Re: shared/298 lockdep splat?
From: Dave Chinner
Date: Mon Sep 25 2017 - 23:55:03 EST
On Thu, Sep 21, 2017 at 05:47:14PM +0900, Byungchul Park wrote:
> On Thu, Sep 21, 2017 at 08:22:56AM +1000, Dave Chinner wrote:
> > Peter, this is the sort of false positive I mentioned were likely to
> > occur without some serious work to annotate the IO stack to prevent
> > them. We can nest multiple layers of IO completions and locking in
> > the IO stack via things like loop and RAID devices. They can be
> > nested to arbitrary depths, too (e.g. loop on fs on loop on fs on
> > dm-raid on n * (loop on fs) on bdev) so this new completion lockdep
> > checking is going to be a source of false positives until there is
> > an effective (and simple!) way of providing context based completion
> > annotations to avoid them...
>
> Hello,
>
> It looks caused by that &ret.event in submit_bio_wait() is initialized
> with the same class for all layers. I mean that completion variables in
> different layers should be initialized with different classes, as you do
> for typical locks in xfs.
Except that submit_bio_wait() is generic block layer functionality
and can be used by anyone. Whatever solution you decide on, it has
to be generic. And keep in mind that any code that submits a bio
themselves and waits on a completion event from the bio is going to
have to do their own annotations, which makes this a real PITA.

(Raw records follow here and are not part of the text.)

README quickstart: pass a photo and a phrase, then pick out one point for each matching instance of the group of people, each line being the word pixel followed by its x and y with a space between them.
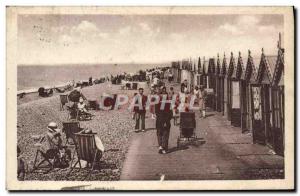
pixel 173 103
pixel 163 116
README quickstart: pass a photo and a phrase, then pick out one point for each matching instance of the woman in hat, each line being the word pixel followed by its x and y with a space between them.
pixel 51 144
pixel 202 100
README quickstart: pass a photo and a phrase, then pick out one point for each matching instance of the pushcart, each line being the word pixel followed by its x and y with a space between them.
pixel 187 128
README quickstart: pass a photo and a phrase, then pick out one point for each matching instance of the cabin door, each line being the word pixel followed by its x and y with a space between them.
pixel 235 103
pixel 257 115
pixel 278 119
pixel 229 99
pixel 267 102
pixel 222 94
pixel 244 103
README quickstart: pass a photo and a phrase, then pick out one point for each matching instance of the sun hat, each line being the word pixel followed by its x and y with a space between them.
pixel 81 100
pixel 52 127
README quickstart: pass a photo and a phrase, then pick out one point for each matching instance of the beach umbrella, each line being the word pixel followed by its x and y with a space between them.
pixel 74 96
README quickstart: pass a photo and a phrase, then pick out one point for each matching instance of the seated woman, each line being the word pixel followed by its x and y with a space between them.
pixel 81 106
pixel 51 145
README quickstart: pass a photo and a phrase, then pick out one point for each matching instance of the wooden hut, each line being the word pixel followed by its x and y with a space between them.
pixel 219 84
pixel 231 69
pixel 278 102
pixel 262 101
pixel 224 86
pixel 235 92
pixel 249 76
pixel 204 73
pixel 186 72
pixel 175 67
pixel 211 78
pixel 198 73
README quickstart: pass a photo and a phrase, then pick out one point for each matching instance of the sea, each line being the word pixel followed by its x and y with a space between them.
pixel 35 76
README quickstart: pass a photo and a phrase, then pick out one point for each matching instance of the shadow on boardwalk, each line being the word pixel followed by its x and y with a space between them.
pixel 223 153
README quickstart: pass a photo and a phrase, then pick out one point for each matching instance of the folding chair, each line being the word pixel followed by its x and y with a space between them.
pixel 70 128
pixel 63 101
pixel 45 156
pixel 86 150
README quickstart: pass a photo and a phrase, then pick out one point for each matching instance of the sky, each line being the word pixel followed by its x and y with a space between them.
pixel 69 39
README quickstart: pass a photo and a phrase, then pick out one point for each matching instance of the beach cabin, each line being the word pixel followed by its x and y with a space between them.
pixel 278 102
pixel 262 101
pixel 211 81
pixel 204 73
pixel 186 72
pixel 175 70
pixel 235 95
pixel 219 99
pixel 230 71
pixel 198 73
pixel 249 75
pixel 224 87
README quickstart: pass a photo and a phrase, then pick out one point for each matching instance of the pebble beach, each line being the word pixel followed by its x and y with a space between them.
pixel 114 127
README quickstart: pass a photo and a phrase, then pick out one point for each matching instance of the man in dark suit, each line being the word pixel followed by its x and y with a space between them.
pixel 140 111
pixel 164 115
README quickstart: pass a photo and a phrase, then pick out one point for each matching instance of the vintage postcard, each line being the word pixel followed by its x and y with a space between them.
pixel 150 98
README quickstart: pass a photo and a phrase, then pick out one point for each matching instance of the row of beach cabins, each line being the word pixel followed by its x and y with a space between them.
pixel 249 92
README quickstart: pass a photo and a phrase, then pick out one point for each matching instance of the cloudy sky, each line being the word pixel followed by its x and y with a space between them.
pixel 63 39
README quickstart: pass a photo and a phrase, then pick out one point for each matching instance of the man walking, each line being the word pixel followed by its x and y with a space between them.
pixel 163 117
pixel 140 111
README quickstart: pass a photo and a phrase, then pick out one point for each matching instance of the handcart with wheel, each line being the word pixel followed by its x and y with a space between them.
pixel 187 128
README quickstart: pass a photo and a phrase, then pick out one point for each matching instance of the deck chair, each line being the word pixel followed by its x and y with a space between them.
pixel 45 156
pixel 87 150
pixel 63 101
pixel 70 128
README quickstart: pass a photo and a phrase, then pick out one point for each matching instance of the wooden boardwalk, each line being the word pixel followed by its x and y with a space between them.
pixel 225 153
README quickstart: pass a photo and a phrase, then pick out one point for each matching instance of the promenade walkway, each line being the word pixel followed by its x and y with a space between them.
pixel 225 153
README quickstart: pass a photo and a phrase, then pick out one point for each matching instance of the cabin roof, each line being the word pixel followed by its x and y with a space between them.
pixel 278 76
pixel 231 67
pixel 205 67
pixel 218 68
pixel 211 66
pixel 266 69
pixel 224 66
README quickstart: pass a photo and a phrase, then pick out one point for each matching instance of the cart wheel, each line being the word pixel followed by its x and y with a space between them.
pixel 178 143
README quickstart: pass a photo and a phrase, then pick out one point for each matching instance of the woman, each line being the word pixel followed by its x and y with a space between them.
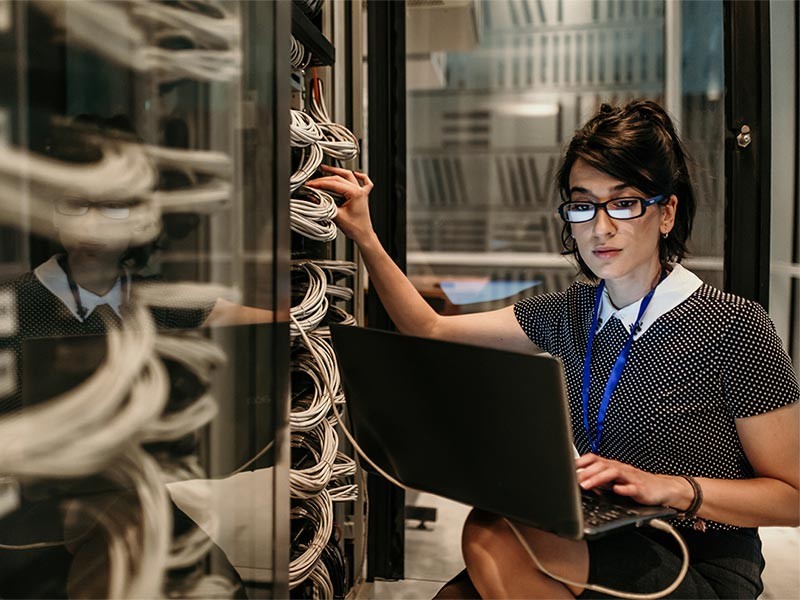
pixel 679 394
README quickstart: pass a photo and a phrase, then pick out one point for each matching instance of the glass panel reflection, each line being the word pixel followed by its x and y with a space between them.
pixel 136 433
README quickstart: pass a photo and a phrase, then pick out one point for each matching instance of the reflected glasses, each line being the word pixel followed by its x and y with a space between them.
pixel 578 210
pixel 75 207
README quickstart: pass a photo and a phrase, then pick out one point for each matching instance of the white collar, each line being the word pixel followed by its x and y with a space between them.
pixel 52 276
pixel 676 287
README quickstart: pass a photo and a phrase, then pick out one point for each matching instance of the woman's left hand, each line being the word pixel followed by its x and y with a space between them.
pixel 623 479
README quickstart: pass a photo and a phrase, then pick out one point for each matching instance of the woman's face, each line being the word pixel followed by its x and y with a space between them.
pixel 618 249
pixel 93 229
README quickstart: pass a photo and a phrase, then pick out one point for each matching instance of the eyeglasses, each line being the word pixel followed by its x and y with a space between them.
pixel 622 209
pixel 75 207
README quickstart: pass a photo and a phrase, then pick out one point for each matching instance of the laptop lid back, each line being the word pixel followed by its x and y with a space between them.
pixel 484 427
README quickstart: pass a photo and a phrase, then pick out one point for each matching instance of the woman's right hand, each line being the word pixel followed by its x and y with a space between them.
pixel 353 218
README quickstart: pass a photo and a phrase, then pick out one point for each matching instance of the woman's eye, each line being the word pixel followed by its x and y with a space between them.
pixel 625 202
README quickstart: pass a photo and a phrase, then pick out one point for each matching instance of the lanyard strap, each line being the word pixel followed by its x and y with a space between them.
pixel 616 371
pixel 63 262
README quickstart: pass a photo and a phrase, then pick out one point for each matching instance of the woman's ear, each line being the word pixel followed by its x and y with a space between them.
pixel 668 211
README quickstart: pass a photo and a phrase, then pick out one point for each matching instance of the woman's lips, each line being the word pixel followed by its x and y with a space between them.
pixel 606 252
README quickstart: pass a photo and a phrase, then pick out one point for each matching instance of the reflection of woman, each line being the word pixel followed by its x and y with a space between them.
pixel 679 394
pixel 85 290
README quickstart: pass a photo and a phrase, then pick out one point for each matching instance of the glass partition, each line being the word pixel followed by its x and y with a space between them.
pixel 143 354
pixel 494 97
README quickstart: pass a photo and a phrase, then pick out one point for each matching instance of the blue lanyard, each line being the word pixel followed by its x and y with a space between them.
pixel 616 372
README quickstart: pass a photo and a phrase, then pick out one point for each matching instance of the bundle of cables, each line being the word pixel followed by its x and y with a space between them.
pixel 79 433
pixel 299 56
pixel 336 269
pixel 335 315
pixel 329 579
pixel 312 525
pixel 197 40
pixel 343 468
pixel 308 161
pixel 310 7
pixel 200 357
pixel 307 136
pixel 310 405
pixel 138 538
pixel 338 142
pixel 313 304
pixel 313 455
pixel 311 214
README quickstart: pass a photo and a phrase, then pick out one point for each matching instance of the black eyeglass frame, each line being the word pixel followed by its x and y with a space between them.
pixel 644 203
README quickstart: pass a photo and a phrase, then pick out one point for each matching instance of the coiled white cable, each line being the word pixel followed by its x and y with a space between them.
pixel 303 130
pixel 299 56
pixel 311 214
pixel 335 315
pixel 321 442
pixel 310 160
pixel 317 510
pixel 321 579
pixel 338 141
pixel 147 555
pixel 335 269
pixel 307 411
pixel 80 432
pixel 308 314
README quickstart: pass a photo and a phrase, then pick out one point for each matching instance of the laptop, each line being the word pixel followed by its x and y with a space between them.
pixel 485 427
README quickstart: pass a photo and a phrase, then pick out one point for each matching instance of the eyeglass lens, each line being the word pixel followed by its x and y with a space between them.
pixel 76 208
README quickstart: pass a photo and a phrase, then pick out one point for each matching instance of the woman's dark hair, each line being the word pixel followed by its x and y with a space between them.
pixel 636 144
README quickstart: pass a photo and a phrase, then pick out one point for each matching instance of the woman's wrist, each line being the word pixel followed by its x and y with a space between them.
pixel 367 241
pixel 681 494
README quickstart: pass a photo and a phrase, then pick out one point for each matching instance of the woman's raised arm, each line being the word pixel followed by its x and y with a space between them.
pixel 406 307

> I am not sure if I understand how xfs works correctly. Right? If yes,
> how can we distinguish between independent 'bio's in submit_bio_wait()?
> You or I can make it work with the answer. No?
Has nothing to do with XFS - it has no clue where it sits in the
block device stack and has no business screwing with bio internals
and stack layering to handle issues with stacked block devices....
Cheers,
Dave.
--
Dave Chinner
david@xxxxxxxxxxxxx